The <file_name>.vcd file should be immediately created and written. Check the directory the command was run in to find it.

Tip

Tutorials on GTKWave options (or other third-party tools) and how best to view VCD files can be found online. By default, the data in a trace like rtio_slack will probably be presented in a raw form. To see a stepped wave as in the ARTIQ dashboard, look for options to interpret the data as a real number, then as an analog signal.

Pay attention to the timescale of the waveform dock in your chosen viewer; if you have set your signals to display but nothing is visible, it is likely zoomed in or out much too far.

The easiest way to view recorded analyzer data, however, is directly in the ARTIQ dashboard, a feature which will be presented later in Waveform.

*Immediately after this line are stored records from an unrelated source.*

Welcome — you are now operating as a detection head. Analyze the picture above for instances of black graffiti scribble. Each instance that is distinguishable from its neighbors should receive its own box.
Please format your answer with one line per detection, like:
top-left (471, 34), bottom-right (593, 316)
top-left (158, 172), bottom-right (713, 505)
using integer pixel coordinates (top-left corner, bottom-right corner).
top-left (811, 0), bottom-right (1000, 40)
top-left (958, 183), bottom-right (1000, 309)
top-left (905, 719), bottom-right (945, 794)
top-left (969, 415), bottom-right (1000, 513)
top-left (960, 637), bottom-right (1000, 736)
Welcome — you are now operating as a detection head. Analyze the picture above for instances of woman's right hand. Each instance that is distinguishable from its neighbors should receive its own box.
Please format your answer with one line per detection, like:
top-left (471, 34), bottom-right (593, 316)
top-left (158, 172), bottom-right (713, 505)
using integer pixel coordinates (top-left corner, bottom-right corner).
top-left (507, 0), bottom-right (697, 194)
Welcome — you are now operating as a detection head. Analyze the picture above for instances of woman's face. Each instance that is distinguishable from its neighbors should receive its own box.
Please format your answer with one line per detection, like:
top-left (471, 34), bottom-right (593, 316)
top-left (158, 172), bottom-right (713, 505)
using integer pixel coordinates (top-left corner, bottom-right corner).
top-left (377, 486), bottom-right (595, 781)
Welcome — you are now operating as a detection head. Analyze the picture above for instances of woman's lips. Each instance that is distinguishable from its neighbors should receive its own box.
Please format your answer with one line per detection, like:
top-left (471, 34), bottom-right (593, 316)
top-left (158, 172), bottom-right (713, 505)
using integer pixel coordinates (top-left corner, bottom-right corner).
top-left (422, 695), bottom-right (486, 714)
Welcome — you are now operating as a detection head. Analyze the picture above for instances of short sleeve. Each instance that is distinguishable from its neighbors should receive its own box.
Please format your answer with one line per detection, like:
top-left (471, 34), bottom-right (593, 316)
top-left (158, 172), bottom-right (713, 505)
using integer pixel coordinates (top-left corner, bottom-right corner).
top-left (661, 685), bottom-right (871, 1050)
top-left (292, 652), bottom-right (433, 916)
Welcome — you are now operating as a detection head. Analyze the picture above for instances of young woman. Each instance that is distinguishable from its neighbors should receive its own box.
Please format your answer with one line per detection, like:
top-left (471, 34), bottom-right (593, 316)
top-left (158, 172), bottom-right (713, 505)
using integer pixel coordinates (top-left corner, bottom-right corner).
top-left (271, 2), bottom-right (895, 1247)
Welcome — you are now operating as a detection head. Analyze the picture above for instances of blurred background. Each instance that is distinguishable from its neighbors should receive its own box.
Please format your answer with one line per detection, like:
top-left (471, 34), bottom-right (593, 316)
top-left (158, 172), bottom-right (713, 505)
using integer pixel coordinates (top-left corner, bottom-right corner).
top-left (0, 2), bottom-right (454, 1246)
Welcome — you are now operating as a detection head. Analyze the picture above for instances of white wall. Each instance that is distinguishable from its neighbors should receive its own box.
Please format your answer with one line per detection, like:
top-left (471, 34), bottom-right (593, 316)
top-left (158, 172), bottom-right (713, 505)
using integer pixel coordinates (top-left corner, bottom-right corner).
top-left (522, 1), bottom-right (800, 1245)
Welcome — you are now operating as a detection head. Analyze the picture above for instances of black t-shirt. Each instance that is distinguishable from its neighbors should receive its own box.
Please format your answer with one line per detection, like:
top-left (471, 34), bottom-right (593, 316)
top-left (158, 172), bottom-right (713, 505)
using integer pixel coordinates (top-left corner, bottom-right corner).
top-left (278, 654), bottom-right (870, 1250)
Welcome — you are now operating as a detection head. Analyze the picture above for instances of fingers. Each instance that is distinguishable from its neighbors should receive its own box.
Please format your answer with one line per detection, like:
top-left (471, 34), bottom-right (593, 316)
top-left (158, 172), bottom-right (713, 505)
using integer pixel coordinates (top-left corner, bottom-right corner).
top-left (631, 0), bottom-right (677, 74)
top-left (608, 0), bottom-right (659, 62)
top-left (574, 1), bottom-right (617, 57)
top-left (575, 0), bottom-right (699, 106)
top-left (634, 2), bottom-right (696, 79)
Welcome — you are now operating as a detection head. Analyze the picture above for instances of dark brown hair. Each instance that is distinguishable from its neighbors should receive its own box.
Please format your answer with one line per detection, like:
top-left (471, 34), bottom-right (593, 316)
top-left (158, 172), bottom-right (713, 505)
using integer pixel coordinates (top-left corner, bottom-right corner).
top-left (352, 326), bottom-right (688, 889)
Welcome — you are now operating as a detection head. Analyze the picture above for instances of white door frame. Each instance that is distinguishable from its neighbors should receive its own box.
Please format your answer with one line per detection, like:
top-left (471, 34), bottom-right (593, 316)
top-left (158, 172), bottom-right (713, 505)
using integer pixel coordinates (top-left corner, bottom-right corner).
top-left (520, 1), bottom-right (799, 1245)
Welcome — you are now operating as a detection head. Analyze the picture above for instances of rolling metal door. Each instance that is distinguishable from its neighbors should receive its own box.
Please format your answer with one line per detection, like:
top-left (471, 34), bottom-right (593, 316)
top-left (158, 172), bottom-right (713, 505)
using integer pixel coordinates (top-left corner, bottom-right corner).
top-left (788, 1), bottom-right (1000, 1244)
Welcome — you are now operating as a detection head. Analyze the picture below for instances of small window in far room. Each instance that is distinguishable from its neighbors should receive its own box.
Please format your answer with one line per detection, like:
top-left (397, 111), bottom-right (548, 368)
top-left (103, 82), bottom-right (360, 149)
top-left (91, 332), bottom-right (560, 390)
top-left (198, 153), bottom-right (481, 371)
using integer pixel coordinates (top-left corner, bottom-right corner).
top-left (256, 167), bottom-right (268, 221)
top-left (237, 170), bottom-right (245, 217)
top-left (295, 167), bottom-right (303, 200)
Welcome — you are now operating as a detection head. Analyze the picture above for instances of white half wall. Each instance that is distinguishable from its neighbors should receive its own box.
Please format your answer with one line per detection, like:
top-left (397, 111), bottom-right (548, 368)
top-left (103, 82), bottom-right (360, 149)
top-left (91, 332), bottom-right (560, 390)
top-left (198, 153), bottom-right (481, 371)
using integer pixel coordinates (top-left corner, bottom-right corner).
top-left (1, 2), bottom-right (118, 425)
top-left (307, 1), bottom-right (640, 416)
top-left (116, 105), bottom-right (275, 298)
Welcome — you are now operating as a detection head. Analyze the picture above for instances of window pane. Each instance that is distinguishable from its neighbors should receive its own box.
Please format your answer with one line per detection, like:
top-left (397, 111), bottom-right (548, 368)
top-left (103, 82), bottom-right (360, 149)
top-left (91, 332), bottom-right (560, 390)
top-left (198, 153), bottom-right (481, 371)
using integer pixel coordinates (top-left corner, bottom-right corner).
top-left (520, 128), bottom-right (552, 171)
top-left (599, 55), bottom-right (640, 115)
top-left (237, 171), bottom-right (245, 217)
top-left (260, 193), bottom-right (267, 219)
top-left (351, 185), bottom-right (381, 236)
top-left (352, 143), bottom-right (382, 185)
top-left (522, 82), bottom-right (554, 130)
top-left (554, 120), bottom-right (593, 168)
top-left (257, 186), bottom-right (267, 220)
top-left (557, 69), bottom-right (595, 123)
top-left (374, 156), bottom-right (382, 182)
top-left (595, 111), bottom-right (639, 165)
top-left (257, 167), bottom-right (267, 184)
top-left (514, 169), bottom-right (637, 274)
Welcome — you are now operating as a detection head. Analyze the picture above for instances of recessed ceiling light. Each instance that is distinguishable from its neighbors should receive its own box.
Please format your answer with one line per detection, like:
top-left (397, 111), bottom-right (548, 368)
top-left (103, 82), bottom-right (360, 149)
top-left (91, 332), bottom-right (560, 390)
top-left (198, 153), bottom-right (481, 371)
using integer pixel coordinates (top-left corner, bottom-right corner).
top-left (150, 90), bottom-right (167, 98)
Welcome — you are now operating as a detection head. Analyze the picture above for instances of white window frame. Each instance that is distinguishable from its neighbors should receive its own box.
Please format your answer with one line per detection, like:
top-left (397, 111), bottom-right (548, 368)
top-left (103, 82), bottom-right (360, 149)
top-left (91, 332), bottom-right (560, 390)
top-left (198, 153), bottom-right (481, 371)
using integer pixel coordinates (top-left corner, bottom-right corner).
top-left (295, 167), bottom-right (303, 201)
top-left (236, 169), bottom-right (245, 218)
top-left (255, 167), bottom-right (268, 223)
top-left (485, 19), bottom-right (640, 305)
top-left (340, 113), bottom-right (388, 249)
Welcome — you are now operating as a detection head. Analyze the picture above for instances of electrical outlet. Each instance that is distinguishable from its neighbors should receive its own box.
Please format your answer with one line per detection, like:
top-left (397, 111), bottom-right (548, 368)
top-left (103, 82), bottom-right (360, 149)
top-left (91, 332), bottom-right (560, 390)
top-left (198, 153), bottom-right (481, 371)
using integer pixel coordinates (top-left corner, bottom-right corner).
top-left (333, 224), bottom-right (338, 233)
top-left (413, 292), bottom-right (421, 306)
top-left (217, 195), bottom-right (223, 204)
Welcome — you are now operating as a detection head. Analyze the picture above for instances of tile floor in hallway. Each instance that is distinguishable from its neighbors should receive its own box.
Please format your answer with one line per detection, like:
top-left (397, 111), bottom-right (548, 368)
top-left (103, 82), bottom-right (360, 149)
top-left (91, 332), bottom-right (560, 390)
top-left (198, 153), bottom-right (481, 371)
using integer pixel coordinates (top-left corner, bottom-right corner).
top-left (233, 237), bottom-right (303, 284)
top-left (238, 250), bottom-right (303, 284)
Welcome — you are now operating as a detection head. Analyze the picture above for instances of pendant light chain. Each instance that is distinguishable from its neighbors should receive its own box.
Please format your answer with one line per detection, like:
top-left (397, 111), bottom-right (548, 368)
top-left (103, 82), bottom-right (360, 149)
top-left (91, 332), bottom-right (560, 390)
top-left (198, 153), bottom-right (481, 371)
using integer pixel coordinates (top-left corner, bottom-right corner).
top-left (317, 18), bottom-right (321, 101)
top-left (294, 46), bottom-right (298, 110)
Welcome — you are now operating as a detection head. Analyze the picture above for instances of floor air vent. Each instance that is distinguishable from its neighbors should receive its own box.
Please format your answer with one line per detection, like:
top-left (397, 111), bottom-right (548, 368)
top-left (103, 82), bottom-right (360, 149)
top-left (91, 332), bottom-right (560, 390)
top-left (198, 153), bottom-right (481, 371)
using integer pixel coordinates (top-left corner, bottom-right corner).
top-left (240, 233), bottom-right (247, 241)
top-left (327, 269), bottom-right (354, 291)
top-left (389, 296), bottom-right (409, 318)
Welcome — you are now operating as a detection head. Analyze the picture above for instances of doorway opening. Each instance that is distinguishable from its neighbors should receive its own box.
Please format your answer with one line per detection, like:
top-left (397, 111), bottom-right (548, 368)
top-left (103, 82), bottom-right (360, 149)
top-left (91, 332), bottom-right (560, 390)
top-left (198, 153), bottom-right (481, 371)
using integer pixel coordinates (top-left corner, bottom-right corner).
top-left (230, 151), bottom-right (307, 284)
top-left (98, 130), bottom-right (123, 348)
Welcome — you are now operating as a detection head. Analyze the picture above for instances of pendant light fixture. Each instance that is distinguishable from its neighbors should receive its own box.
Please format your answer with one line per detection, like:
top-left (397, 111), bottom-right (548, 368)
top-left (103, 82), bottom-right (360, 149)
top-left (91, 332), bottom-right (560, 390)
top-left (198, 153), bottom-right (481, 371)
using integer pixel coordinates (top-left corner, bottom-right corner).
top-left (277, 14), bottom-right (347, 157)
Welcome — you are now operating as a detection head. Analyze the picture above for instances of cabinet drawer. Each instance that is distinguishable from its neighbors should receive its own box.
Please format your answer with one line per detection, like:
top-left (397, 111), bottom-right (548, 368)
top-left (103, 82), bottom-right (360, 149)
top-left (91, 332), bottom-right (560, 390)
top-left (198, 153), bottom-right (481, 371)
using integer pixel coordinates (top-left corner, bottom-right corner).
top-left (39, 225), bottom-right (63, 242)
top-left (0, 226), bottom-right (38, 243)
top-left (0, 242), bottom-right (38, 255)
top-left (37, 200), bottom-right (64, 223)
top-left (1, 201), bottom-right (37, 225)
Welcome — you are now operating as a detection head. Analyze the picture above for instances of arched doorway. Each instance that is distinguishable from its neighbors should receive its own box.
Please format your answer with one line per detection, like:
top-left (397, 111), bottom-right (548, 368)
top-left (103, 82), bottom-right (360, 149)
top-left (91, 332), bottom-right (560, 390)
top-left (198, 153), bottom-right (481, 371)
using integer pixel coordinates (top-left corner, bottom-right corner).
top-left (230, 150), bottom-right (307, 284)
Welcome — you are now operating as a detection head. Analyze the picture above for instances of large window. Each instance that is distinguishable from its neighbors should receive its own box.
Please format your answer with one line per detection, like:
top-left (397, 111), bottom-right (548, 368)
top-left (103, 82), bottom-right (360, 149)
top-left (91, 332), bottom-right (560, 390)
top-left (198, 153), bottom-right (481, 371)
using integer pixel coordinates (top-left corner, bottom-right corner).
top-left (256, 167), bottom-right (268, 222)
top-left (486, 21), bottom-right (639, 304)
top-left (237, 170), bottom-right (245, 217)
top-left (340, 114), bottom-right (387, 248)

Direct Memory Access (DMA)

DMA allows for storing fixed sequences of RTIO events in system memory and having the DMA core in the FPGA play them back at high speed. Provided that the specifications of a desired event sequence are known far enough in advance, and no other RTIO issues (collisions, sequence errors) are provoked, even extremely fast and detailed event sequences can always be generated and executed. RTIO underflows occur when events cannot be generated as fast as they need to be executed, resulting in an exception when the wall clock ‘catches up’ to now_mu. The solution is to record these sequences to the DMA core. Once recorded, event sequences are fixed and cannot be modified, but can be safely replayed very quickly at any position in the timeline, potentially repeatedly.

Try this:

from artiq.experiment import *


class DMAPulses(EnvExperiment):
    def build(self):
        self.setattr_device("core")
        self.setattr_device("core_dma")
        self.setattr_device("ttl0")

    @kernel
    def record(self):
        with self.core_dma.record("pulses"):
            # all RTIO operations now_mu go to the "pulses"
            # DMA buffer, instead of being executed immediately.
            for i in range(50):
                self.ttl0.pulse(100*ns)
                delay(100*ns)

    @kernel
    def run(self):
        self.core.reset()
        self.record()
        # prefetch the address of the DMA buffer
        # for faster playback trigger
        pulses_handle = self.core_dma.get_handle("pulses")
        self.core.break_realtime()
        while True:
            # execute RTIO operations in the DMA buffer
            # each playback advances the timeline by 50*(100+100) ns
            self.core_dma.playback_handle(pulses_handle)

Note

Only output events are redirected to the DMA core. Input methods inside a with dma block will be called as they would be outside of the block, in the current real-time context, and input events will be buffered normally, not to DMA.

For more documentation on the methods used, see the artiq.coredevice.dma reference.